Huit mois après les faits, la justice rattrape enfin deux figures du mouvement ultra niçois. Ce lundi 27 juillet 2026, deux hommes comparaissent devant le tribunal correctionnel de Nice. Ils doivent répondre de violences aggravées et de participation à un groupement préparant des violences. En cause : l’agression de deux joueurs de l’OGC Nice devant le centre d’entraînement du club, le 30 novembre 2025.
Ce soir-là, environ 300 à 400 supporters ultras attendaient le bus de l’équipe au retour d’une défaite à Lorient (3-1). L’ambiance était déjà très tendue. Le club enchaînait alors sa sixième défaite consécutive toutes compétitions confondues. Deux représentants des ultras étaient d’abord montés dans le bus pour exprimer leur colère. Cependant, la situation a rapidement basculé à la descente des joueurs.
Les attaquants Terem Moffi et Jérémie Boga ont alors subi un véritable déchaînement de violence. De nombreux individus vêtus de noir et décrits comme surexcités les ont ciblés directement. Ils ont reçu des coups de poing, des coups de pied, des crachats et des insultes. Le gardien Yéhvann Diouf a même dû intervenir pour aider Moffi à échapper à la foule. Par ailleurs, le directeur sportif Florian Maurice a lui aussi subi des violences ce soir-là.
Les conséquences physiques et psychologiques ont frappé durement les victimes. Le médecin a constaté une incapacité totale de travail de cinq jours pour Moffi. Boga a également reçu un arrêt de travail. Les deux joueurs ont immédiatement porté plainte. Surtout, ils ont ensuite refusé de continuer à jouer pour l’OGC Nice. Tous deux ont d’ailleurs quitté le club dans les semaines suivantes.
L’enquête a progressé pendant six mois avant d’aboutir en mai 2026. Les forces de l’ordre ont alors interpellé deux hommes, âgés d’une trentaine et d’une quarantaine d’années. Les enquêteurs les présentent comme des leaders reconnus du mouvement ultra niçois. Après leur comparution devant le parquet, le juge a fixé la date du procès à ce lundi 27 juillet.
En attendant l’audience, les deux suspects connaissent des situations judiciaires différentes. Le juge a placé le plus jeune en détention provisoire. En effet, les enquêteurs ont découvert à son domicile un arsenal inquiétant : plusieurs couteaux à cran d’arrêt, deux bombes lacrymogènes et une matraque télescopique. Le second prévenu bénéficie quant à lui d’un contrôle judiciaire.
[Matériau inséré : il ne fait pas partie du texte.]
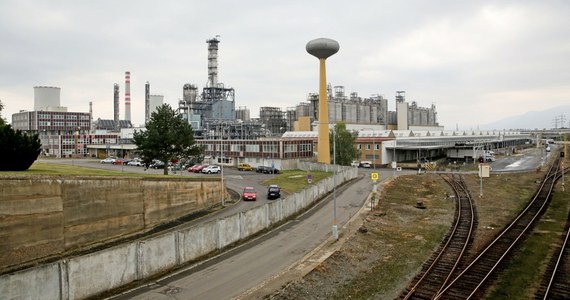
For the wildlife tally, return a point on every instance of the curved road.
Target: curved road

De plus, ces deux hommes ne découvrent pas les tribunaux pour la première fois. Le ministère public a précisé que les deux prévenus cumulent déjà des condamnations pour des violences en lien avec des manifestations sportives. L’un d’eux a même écopé en janvier 2026 de six mois d’emprisonnement avec sursis. Il avait alors agressé un journaliste de Nice-Matin lors d’un match.
Cette affaire s’inscrit dans un contexte plus large de débordements impliquant des supporters niçois. En mai dernier, des dizaines de fans du Gym ont participé à une rixe à Paris, à la veille de la finale de Coupe de France. Cet épisode a fait sept blessés, dont un grave. Quelques jours plus tôt, des supporters avaient aussi envahi la pelouse lors du dernier match de championnat contre Metz.
Le procès de ce lundi représente donc un test pour la justice face aux violences dans le football. La LFP avait condamné les faits avec fermeté dès décembre 2025 et s’était constituée partie civile. Le verdict permettra de mesurer la réponse judiciaire à ces actes qui ont profondément marqué les victimes. Les joueurs avaient d’ailleurs évoqué publiquement des séquelles physiques et psychologiques durables.